A Year of Cross-Continental Achievements
This year alone has amplified that trend. In May, Nabil Bahaa captured the AFCON U17 title; in Chile, Mohamed Wahbi lifted the U20 World Cup. Adel Saih claimed AFCON for women's futsal, while Sektioui lifted the CHAN trophy with Morocco in August. A wave of titles that testifies to a coaching pipeline delivering at multiple levels.
On the world stage, Walid Regraki earlier steered the senior side to a historic fourth place at the 2022 World Cup, chalking up an 18-match winning streak and pushing the Atlas Lions to eleventh in the FIFA rankings. Separately, Sektioui, Amouta, and Al-Salami each completed three AFCON for locals titles, a continental record.
In the arena of futsal and Arab competition, Hicham Dakik has now won three straight Arab Cups and AFCON for futsal, while the Moroccan team ranked sixth globally. Regionally, Hussein Amouta guided Jordan to their first Asia Cup final in Qatar, with Jamal Al-Salami then guiding Jordan to a historic World Cup berth and a run to the Arab Championship final.

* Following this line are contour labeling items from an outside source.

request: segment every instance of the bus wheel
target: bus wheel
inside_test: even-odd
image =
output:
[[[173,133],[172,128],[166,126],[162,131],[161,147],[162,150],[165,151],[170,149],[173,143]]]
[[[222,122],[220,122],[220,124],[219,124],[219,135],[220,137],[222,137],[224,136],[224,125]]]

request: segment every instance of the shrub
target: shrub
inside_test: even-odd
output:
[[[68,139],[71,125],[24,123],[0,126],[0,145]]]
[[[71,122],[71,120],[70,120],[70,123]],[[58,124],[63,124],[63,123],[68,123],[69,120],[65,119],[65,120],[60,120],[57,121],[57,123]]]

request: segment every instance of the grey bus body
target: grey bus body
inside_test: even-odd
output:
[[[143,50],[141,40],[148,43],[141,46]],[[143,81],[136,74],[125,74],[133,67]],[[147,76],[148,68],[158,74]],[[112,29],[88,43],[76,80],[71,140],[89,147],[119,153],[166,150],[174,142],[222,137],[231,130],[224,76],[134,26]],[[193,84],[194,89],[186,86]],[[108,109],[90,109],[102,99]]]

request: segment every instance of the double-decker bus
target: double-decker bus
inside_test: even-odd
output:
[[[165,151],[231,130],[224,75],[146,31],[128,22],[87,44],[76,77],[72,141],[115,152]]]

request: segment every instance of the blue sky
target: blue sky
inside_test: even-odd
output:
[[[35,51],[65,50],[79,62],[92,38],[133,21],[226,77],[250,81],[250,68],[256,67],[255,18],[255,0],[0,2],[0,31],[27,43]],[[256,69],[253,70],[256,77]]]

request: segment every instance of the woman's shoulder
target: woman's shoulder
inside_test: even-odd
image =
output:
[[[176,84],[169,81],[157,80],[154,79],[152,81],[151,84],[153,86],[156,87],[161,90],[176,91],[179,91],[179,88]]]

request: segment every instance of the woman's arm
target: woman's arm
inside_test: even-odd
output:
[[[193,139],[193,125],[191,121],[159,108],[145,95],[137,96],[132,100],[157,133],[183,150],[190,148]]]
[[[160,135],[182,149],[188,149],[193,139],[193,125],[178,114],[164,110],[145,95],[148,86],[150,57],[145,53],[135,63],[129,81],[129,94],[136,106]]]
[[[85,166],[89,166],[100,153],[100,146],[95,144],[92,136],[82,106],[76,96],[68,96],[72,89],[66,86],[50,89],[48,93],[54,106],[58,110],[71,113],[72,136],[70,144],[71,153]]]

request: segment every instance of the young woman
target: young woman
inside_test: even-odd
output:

All of this underscores how Moroccan coaching programs, backed by CAF trainings and diplomas, are strengthening the coaching stock across Africa and beyond, while the Royal Moroccan Football Federation entrusts Moroccan coaches with leadership roles for national teams of all ages. A strategic win for Moroccan football culture. Looking ahead, analysts say the rise is as much about culture as trophies: a coaching pipeline strengthened by CAF’s Moroccan camps, accessible diplomas, and mentoring pathways that keep talented coaches in the game rather than chasing treat bags of coins elsewhere. The federation’s trust in homegrown mentors has created a generation comfortable switching between youth teams, clubs, and national squads, all while maintaining an unmistakable Moroccan football identity—tenacity, creativity, and a taste for mint tea between sessions.